Factorial in limit

Question

Evaluate the limit of $\frac{x^x}{x!}$ as x approaches infinity. In this problem,how to think of $x$? The solution I came across use $x!=x(x-1)(x-2)\cdots1$ to show the inequality that limit $L \le \frac{1}{x}$. But the limits we are familiar with readily assume that $x$ is a real number. If that's the case,how does the solution assuming the elementary definition of factorial work where irrational numbers dont follow this definition?

Answer 1

The same approach works. It's just that we can only do it to the integer part.
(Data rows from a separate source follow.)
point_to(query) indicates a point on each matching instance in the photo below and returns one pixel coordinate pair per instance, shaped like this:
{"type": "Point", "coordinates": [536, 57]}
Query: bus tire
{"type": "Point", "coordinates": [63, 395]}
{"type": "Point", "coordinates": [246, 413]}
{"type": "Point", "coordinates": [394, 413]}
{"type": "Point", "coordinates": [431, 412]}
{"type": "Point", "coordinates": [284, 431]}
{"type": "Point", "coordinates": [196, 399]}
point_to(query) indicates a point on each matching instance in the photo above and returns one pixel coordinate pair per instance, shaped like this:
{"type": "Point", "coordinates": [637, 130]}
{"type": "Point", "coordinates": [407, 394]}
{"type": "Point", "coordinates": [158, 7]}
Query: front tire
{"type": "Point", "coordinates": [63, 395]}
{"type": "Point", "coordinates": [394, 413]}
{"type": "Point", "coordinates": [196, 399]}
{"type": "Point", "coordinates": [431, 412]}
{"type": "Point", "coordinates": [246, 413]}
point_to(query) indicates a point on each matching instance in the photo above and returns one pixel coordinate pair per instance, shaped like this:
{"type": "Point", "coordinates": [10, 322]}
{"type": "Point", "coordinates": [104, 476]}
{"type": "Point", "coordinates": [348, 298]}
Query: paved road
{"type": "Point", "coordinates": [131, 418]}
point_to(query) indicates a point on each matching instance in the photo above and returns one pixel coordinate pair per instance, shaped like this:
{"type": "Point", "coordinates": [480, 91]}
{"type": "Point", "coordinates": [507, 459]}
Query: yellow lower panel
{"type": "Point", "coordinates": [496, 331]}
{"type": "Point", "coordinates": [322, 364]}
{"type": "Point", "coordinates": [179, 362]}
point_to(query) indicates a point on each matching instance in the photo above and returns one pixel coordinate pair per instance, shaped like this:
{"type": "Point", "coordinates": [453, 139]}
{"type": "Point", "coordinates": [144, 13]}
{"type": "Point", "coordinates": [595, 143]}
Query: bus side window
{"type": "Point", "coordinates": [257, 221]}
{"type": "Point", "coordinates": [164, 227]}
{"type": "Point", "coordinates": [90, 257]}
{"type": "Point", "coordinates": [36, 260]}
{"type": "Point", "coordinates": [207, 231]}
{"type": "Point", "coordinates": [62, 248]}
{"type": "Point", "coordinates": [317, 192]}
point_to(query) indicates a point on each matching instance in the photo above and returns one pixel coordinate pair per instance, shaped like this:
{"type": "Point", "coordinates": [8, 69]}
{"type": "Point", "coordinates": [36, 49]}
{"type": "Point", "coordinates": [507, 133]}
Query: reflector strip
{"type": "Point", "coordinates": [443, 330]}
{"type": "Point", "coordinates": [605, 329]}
Split your real number $x=n+s$ where $n\in\mathbb{N}$. Then $$\frac{\Gamma(x+1)}{x^x}=\frac{\Gamma(1+s)(1+s)(2+s)\dots(n+s)}{x^nx^s}$$ $$=\frac{\Gamma(1+s)}{x^s}\frac{(1+s)(2+s)\dots(n+s)}{x^n}$$ The second part satisfies the same inequality you got before, so you get that $$f(x)\le\frac{\Gamma(1+s)}{x^s}\frac{1+s}{x}$$ $\Gamma$ is continuous on $[1,2]$, so it has a maximum, which is strictly positive, so you can replace it with a constant $c$. And $1+s\le 2$. Then you have $$f(x)\le\frac{2c}{x^{1+s}}$$ Which clearly goes to $0$.